The Time Warner Center in Manhattan

The U.S. Treasury Department is setting its sights on transparency in the booming high-end real estate market amid concerns that it may be operating as a hotbed of money laundering.

A test program launched in March will require real estate companies in Manhattan and Miami to disclose the true “beneficial owner” of any shell companies looking to buy real estate in those jurisdictions.

Currently, all-cash purchasers of property in the U.S. are able to shield their identity behind shell companies. The mortgage market for high-end real estate is viewed as more transparent.

“We are seeking to understand the risk that corrupt foreign officials, or transnational criminals, may be using premium U.S. real estate to secretly invest millions in dirty money,” said FinCEN director Jennifer Shasky Calvery. “These geographic targeting orders will produce valuable data that will assist law enforcement and inform our broader efforts to combat money laundering in the real estate sector.”

The Treasury probe, expected to last six months, is aimed at Miami and Manhattan because of their popularity with foreign buyers of real estate. All properties over $3 million in Manhattan and $1 million in Miami will be subject to these enhanced requirements.
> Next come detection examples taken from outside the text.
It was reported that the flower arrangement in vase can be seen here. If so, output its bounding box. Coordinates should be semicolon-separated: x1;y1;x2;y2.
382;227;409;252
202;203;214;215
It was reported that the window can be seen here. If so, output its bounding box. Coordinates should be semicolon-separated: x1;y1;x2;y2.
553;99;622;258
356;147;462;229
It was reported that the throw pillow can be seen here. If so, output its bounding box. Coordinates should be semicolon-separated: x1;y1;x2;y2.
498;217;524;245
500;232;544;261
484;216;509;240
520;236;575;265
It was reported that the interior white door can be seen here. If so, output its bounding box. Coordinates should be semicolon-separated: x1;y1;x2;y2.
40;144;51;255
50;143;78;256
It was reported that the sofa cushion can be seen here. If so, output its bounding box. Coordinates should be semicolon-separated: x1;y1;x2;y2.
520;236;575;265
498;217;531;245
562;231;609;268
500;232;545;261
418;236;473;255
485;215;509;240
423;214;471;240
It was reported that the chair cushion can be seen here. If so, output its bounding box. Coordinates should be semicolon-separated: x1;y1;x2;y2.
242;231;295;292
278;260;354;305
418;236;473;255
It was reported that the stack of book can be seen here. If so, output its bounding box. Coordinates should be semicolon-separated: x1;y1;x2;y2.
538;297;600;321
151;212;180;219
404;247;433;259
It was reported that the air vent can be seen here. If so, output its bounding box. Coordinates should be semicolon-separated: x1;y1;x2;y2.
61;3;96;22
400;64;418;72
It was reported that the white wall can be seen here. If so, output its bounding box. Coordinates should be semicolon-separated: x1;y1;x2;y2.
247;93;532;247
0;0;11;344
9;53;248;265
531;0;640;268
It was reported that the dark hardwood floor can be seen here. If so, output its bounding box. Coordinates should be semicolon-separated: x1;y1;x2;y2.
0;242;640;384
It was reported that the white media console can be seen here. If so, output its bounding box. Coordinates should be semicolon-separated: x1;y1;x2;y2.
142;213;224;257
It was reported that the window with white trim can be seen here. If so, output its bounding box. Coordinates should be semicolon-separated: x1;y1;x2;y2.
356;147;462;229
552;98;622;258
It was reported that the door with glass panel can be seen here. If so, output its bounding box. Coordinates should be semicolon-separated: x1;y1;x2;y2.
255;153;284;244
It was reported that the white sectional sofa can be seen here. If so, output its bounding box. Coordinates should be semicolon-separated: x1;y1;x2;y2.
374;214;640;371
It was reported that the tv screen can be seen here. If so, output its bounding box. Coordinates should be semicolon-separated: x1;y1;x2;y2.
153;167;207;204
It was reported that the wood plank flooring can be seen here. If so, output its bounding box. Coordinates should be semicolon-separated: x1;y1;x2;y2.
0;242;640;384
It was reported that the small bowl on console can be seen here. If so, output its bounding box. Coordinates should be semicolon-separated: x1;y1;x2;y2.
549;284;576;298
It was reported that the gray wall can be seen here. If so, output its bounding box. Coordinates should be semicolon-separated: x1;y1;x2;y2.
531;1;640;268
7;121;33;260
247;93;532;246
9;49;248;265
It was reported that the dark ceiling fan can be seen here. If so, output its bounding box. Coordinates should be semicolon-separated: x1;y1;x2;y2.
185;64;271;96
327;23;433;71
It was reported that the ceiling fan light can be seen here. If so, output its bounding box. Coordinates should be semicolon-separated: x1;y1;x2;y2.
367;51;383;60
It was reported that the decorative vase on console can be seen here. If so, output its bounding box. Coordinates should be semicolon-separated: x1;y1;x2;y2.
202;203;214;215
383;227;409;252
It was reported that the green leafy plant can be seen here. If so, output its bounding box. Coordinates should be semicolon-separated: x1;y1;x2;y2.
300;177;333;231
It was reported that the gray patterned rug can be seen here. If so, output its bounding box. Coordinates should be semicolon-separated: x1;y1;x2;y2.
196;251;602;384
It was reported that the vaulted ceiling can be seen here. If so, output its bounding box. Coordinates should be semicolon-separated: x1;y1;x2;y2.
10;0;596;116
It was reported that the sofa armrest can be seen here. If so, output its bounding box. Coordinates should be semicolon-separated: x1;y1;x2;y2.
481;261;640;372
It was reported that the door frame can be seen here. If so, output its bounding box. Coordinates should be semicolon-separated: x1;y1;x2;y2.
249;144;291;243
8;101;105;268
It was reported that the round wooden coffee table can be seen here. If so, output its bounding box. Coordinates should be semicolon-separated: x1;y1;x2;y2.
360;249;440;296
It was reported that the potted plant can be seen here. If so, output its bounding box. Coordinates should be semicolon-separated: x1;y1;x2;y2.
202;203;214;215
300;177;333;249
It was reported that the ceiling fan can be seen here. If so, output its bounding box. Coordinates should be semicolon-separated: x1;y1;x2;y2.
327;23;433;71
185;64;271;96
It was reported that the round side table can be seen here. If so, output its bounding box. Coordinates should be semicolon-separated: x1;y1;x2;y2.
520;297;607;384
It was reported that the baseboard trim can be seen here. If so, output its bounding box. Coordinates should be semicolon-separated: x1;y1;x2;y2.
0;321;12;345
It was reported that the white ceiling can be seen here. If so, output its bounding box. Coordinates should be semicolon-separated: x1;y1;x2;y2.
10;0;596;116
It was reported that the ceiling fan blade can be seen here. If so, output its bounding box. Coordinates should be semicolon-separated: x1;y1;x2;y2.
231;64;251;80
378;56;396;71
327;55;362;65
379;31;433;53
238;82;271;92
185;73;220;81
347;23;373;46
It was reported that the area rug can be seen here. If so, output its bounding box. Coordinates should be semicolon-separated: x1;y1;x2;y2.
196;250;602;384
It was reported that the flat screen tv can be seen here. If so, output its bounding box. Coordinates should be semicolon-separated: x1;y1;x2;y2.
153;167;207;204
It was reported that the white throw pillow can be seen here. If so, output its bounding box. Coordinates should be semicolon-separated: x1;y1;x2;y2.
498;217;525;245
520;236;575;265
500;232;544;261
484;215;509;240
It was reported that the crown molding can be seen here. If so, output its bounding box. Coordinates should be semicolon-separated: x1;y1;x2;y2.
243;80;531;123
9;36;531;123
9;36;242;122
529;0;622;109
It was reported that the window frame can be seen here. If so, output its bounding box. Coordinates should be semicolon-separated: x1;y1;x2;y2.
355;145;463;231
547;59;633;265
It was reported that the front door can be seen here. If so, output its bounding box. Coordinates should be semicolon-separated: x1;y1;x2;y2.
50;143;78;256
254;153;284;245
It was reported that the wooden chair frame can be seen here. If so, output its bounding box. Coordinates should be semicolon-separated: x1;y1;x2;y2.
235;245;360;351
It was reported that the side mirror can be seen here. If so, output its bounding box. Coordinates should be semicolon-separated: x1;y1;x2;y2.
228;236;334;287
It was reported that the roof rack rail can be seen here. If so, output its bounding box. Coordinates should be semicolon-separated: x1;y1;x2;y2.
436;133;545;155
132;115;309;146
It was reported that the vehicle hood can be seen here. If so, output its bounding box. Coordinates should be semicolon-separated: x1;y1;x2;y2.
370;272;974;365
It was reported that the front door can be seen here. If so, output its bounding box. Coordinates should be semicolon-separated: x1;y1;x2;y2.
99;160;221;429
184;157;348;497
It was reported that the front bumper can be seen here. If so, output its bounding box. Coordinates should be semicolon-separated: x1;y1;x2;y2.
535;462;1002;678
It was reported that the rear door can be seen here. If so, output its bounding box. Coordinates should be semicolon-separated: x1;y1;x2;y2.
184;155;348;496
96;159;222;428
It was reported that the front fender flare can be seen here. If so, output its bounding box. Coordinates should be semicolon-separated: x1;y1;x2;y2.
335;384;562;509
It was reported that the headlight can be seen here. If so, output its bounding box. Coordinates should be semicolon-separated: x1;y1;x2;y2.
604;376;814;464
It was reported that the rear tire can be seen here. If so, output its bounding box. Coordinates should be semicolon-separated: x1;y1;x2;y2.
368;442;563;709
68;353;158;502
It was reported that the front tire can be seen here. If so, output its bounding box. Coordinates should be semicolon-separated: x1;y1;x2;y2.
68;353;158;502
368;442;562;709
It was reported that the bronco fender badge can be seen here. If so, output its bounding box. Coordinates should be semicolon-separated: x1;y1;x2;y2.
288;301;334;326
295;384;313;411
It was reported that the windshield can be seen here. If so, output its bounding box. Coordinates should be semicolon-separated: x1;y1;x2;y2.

Federal officials appear most interested in gathering information as to the scope of the problem, and are likely to take more permanent action once the program expires in August. The U.S. Patriot Act does empower the Treasury Department to direct real estate firms to evaluate foreign buyers more carefully.

Calls for federal action into real estate money laundering have been building since a blockbuster New York Times expose last year found that 44 per cent of all-cash purchases for houses over $5 million were made to shell companies.

The newspaper also dug into the more than 200 shell companies that own property in the luxury Time Warner Center and identified at least 16 foreign beneficial owners that have been the subject of government inquiries.